A view of the Holocaust memorial in BerlinImage: AP

The fund also compensated victims who currently live around Europe including the former Soviet Union, Israel and the US. The largest group of recipients are non-Jews in Poland and the Ukraine, who survived the war as most Jews did not.

Saathoff said that 1.7 million victims or their descendants had received a total of 4.4 billion euros in the past six years.The remaining money will go to helping other victims or other humanitarian projects, he added.

Atonement

Although the money was intended to atone for Nazi cruelty and help its victims, recipients often said that while they were grateful for the funds, they weren't enough.
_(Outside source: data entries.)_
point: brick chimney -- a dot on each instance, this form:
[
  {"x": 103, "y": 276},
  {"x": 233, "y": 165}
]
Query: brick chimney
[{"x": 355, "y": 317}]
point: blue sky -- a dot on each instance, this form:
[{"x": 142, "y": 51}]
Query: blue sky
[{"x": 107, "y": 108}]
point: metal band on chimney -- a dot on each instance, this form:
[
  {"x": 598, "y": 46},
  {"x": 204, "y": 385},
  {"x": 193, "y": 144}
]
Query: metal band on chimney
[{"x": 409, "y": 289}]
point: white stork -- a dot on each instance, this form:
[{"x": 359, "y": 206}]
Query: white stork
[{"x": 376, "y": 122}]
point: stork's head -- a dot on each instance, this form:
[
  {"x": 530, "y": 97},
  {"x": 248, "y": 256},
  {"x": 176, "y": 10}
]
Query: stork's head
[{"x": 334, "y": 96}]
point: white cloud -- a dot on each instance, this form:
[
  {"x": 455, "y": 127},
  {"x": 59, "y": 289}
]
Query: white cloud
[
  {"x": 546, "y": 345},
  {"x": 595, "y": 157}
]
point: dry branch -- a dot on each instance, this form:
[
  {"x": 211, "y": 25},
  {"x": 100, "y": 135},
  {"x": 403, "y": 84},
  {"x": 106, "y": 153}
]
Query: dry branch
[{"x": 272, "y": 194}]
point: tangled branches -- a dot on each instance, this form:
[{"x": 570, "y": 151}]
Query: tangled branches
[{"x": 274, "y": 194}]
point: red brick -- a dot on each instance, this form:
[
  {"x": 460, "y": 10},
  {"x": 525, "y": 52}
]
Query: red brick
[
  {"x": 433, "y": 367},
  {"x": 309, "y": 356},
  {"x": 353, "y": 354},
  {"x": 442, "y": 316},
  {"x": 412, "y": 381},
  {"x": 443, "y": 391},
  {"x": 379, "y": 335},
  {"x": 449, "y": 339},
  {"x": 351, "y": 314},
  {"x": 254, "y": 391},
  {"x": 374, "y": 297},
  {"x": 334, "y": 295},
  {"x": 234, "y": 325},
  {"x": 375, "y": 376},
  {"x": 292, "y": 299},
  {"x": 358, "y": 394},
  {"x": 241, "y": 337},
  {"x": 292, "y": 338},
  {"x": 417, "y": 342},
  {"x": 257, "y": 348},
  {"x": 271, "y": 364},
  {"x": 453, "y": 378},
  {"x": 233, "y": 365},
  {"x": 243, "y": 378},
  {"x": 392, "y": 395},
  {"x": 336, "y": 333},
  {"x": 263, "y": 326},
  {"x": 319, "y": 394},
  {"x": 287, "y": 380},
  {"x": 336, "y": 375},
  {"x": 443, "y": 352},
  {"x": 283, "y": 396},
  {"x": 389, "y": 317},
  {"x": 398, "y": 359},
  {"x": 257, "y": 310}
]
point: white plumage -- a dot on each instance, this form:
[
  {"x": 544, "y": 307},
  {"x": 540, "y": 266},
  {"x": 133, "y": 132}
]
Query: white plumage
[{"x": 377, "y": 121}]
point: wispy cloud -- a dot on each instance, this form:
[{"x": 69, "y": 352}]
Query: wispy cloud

A memorial to Nazi victims in the former Nazi concentration camp of SachsenhausenImage: AP

Polish victim, Jerzy Kowalewski, 83, was given 15,000 euros to compensate for his treatment at the hands of the Nazis: he was brutally beaten, forced to work at Auschwitz and the subject of medical experiments.

Kowalewski uses the money to help pay for medical treatments for his adult son who has illnesses he attributes to the medical experiments done on himself at Auschwitz. And he says that the money is insufficient.

"I am thankful for what I got," Kowalewski told the Associated Press. "But Germany is rich - richer than us - and I think people who underwent pseudo-medical experiments should be getting payments until the end of their lives."